I did the only thing I could that made sense and did it in stages as I brought the skin back together and it worked. Nothing like the results in the textbooks – however tonight I am going sleep fine with confidence that it was a good job and will heal.

The next part of the surgery was to repair a wound on the back leg as well – the skin had been peeled back either side of the thigh from the front with dirt inside with really dirty edges. This time it was more difficult to judge – this wound was going have movement across it with every single step. Every step was going change the tension on this wound, and it was big from the top of the thigh all the way until just above the top of the knee. Normally the length is not a consideration (wounds heal side to side not front to back!) – however the closeness to the knee meant that different tension patterns were going apply to different parts of the wound.

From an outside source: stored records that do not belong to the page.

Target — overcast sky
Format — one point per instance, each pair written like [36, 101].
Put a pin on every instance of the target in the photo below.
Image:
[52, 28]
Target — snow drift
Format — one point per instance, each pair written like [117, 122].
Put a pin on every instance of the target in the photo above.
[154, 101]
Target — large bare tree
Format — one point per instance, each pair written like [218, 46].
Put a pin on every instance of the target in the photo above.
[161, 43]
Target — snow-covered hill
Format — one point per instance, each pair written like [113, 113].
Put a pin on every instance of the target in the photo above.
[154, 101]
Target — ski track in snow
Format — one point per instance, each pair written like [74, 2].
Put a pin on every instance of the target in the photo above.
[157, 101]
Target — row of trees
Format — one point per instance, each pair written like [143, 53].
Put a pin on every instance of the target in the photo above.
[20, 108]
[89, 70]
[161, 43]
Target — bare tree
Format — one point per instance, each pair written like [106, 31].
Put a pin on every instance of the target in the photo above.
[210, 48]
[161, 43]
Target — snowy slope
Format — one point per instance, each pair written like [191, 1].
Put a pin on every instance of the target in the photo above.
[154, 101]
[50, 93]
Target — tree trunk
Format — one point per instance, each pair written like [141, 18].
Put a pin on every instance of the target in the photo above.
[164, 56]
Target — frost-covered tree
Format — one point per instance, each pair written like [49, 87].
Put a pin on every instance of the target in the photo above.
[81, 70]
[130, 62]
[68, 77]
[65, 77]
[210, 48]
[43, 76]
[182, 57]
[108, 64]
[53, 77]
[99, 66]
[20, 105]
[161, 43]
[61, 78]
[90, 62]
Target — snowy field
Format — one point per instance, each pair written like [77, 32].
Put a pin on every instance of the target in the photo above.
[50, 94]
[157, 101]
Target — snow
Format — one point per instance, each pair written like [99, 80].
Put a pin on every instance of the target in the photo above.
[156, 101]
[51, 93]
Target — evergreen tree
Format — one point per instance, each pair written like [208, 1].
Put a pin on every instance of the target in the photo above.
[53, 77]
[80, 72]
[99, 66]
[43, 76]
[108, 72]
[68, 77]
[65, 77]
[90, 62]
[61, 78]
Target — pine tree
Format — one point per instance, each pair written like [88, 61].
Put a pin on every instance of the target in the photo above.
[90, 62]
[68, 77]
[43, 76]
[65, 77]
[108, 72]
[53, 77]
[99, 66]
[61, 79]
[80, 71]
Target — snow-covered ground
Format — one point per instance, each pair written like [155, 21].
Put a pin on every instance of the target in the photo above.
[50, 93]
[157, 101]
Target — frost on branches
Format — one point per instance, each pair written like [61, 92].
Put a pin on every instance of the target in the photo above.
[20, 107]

I made my plan; I picked up the scalpel, placed it against the skin roughly 3mm from the torn edge and started my cut. My cut was long and went around the entire wound taking in a random hole at the lower end as well. It was slow, and I was petrified that I was going take too much, or worse go too deep and cut something I shouldn’t. As I cut there was bleeding – I’m lucky I know more about bleeding now than most – and seeing this blood I was concerned but not alarmed as it was only a little. I clamped it off whilst I finished my cut – clamping it applied pressure and gave it time to clot so that by the time I was going suture the wound it would have stopped bleeding.

I then set about cleaning the surface of the open wound that had been contaminated with a curette (like  sharp edged spoon) so that I had a clean wound bed that would stick to the skin I was going place over it. I took my now relatively cleaner wound and then flushed it with sterile saline to hopefully remove as many germs as possible that I may have missed and started suturing it back together. Firstly bringing the edges of the skin close to each other, and then suturing the edges of the skin together.

Finally it was time to head to recovery – which went extremely smoothly with the dog up on its 3 good legs within 30 minutes of the end of surgery. I just hope now the dog finds an amazing home.